With reproductive technology in hand, it is now possible to consider applying it to saving clownfish in the wild.

Ho says that we need to survey the distribution of clownfish and sea anemone species, and the available resources (algae, crustaceans, and mollusks) in the waters around Taiwan before we can evaluate the feasibility of conservation zones. Over the last two years, TFRI divers have conducted several test releases of fish in the waters off the east coast and recorded tracking data.

But can these small test releases, which involve just 10 or 20 fish each, restore clownfish populations? Ho says that ecologists have doubts about the effectiveness of even large-scale releases. They argue that assisted reproduction produces too little genetic diversity, making it possible for a pathogen to wipe out the entire population.

But others disagree. They argue that the ocean breaks up groups of freshly hatched clownfish, carrying some north to Japan on the Kuroshio Current and others south to the Philippines. Batches released by humans will not end up reducing genetic diversity because they will be widely distributed and mate with a variety of other groups.

How to go about restoring clownfish to the environment may be under debate, but there is widespread agreement on the use of clownfish bred in captivity to supply the aquarium market and reduce the capture of clownfish in the wild.

But meeting aquarium market demand requires that the fish be produced in volume. The EMBRC therefore established Taiwan's first clownfish fish fry production facility in late 2008. The facility integrates everything from rearing of stud fish, mating, and egg-laying to packaging of live fish fry for transport.

Since last year, these techniques and production processes have been transferred to two companies: Azoo and Gentle Castle. Negotiations are currently underway with three others.

"Transferring technologies to the private sector, which can then ramp up production to supply the aquarium market, is equivalent to conservation," says Ho, who notes further that fish bred in captivity have an easier time adapting to artificial environments and feed, and therefore have a 60% higher survival rate in aquaria than fish born in the wild.

Black and white ocellaris are very expensive, selling for about NT$1,000 each.

Clownfish have real market value. A single two-centimeter-long fish sells for NT$50-100, and prices can go much higher depending on species, rarity and demand. For example, while common ocellaris go for NT$150-300 each, the rarer black and white ocellaris sell for about NT$1,000 each.

The industry estimates that mass production of clownfish-including investment in related businesses-will be worth upwards of NT$100 million per year to Taiwan.

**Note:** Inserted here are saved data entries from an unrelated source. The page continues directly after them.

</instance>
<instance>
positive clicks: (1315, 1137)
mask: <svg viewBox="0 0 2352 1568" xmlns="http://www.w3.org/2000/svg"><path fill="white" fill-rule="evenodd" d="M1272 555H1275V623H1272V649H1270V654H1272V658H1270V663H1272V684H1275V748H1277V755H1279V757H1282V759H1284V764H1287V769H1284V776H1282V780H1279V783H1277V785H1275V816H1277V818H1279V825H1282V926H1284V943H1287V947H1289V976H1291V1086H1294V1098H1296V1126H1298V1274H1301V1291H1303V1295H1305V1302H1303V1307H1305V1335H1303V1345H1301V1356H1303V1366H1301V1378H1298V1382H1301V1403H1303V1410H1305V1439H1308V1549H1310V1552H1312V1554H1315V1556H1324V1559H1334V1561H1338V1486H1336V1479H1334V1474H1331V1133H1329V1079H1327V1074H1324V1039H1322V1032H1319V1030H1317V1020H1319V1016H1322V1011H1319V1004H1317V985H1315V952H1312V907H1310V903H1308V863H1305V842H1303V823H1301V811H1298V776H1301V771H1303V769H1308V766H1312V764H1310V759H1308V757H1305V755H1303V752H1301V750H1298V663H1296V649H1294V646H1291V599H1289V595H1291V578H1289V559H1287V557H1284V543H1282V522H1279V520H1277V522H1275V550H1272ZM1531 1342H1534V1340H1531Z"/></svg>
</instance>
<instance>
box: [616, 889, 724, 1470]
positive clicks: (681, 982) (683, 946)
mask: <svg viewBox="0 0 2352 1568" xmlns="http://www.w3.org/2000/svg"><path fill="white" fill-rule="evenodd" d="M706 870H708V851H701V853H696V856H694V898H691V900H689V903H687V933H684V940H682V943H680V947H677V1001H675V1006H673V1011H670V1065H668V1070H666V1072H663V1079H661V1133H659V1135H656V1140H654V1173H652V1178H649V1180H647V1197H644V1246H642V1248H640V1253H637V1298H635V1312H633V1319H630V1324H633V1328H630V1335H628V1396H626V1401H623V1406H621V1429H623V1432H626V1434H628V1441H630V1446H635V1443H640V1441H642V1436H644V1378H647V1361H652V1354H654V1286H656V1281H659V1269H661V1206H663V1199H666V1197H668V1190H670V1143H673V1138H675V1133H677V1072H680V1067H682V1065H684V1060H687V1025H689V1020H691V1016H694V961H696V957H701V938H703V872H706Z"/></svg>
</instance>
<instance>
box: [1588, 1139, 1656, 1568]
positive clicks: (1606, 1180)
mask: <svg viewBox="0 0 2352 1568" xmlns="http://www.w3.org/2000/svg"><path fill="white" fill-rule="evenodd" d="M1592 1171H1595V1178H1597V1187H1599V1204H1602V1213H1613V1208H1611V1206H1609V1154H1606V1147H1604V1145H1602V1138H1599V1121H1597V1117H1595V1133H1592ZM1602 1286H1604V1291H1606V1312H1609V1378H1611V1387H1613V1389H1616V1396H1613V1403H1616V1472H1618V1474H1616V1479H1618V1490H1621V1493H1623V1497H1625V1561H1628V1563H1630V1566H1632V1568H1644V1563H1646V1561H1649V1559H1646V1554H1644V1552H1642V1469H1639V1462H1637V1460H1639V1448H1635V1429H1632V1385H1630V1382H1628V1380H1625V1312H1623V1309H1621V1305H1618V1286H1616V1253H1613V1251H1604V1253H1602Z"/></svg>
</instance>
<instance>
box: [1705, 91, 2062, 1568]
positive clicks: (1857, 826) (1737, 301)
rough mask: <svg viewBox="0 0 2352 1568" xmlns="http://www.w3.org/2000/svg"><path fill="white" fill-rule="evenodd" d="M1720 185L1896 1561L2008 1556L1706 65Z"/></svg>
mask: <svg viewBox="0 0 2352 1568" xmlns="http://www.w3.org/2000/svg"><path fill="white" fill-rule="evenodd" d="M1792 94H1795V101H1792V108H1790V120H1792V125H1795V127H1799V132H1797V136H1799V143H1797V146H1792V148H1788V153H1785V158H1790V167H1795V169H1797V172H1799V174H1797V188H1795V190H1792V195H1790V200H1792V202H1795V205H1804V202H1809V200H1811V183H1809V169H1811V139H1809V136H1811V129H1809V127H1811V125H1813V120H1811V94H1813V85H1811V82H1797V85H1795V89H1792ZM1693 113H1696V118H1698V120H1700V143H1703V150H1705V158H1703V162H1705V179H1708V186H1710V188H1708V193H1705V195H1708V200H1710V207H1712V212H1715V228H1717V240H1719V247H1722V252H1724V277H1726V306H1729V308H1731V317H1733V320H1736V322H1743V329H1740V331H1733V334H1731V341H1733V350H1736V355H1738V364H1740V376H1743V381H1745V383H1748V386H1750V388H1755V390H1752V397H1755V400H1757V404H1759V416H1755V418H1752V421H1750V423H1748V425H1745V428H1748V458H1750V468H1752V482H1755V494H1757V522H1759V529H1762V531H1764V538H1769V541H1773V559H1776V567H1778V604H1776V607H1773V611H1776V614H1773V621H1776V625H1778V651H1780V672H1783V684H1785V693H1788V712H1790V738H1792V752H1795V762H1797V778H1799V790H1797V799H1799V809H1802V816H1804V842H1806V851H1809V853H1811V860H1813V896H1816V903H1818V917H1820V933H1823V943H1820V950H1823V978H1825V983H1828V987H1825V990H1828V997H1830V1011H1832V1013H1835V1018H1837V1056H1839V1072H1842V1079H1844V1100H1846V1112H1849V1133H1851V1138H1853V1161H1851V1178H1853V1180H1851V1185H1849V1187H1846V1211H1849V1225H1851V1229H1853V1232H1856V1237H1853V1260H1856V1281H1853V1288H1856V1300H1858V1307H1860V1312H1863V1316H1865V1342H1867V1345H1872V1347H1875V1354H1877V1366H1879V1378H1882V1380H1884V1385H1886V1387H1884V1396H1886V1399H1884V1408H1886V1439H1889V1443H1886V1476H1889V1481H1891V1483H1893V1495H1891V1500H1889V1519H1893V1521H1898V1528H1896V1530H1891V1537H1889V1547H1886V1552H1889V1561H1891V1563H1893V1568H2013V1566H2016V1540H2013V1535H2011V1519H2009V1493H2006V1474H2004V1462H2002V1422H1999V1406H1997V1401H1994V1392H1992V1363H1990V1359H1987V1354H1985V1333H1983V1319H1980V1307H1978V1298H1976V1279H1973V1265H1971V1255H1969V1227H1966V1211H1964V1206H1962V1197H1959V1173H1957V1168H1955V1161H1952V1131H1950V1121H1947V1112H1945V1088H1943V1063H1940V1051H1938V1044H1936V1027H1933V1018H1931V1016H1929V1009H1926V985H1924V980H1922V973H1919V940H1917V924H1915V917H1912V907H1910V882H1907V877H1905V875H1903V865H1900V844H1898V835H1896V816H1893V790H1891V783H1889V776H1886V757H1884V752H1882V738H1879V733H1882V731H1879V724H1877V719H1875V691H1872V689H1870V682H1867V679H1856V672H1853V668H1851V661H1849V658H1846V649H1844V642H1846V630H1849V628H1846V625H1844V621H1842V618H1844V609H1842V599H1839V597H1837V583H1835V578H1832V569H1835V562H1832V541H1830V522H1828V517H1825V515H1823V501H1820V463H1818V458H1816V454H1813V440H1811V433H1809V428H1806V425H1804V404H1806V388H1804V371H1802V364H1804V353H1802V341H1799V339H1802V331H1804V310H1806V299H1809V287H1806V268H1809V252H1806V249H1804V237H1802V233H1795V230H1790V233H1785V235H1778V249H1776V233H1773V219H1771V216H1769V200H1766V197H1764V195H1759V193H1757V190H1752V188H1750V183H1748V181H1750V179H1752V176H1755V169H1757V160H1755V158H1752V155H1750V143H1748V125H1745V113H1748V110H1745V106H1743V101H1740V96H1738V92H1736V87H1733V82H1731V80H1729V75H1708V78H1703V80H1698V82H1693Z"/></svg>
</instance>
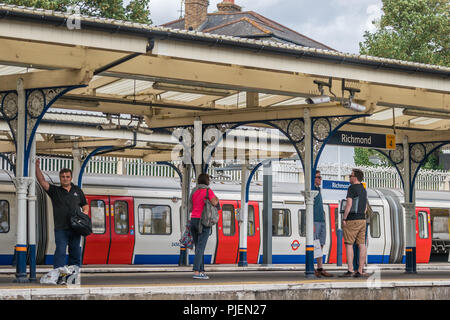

"Assisted reproduction technology is still in its early stages," says Ho. "There isn't much competition. If Taiwan's fisheries businesses are the first to develop an operating model, they could become the world's largest provider of fish for saltwater aquaria and claim a significant share of the US$1.5-billion global market."

In recent years, the European Union has mulled a ban on the importation of live wild fish. If implemented, such a ban would greatly increase the demand for aquarium fish bred in captivity. In such circumstances, Taiwan's first-in-the-world clownfish breeding technology represents a tremendous opportunity.

A Maldive clownfish protecting its eggs.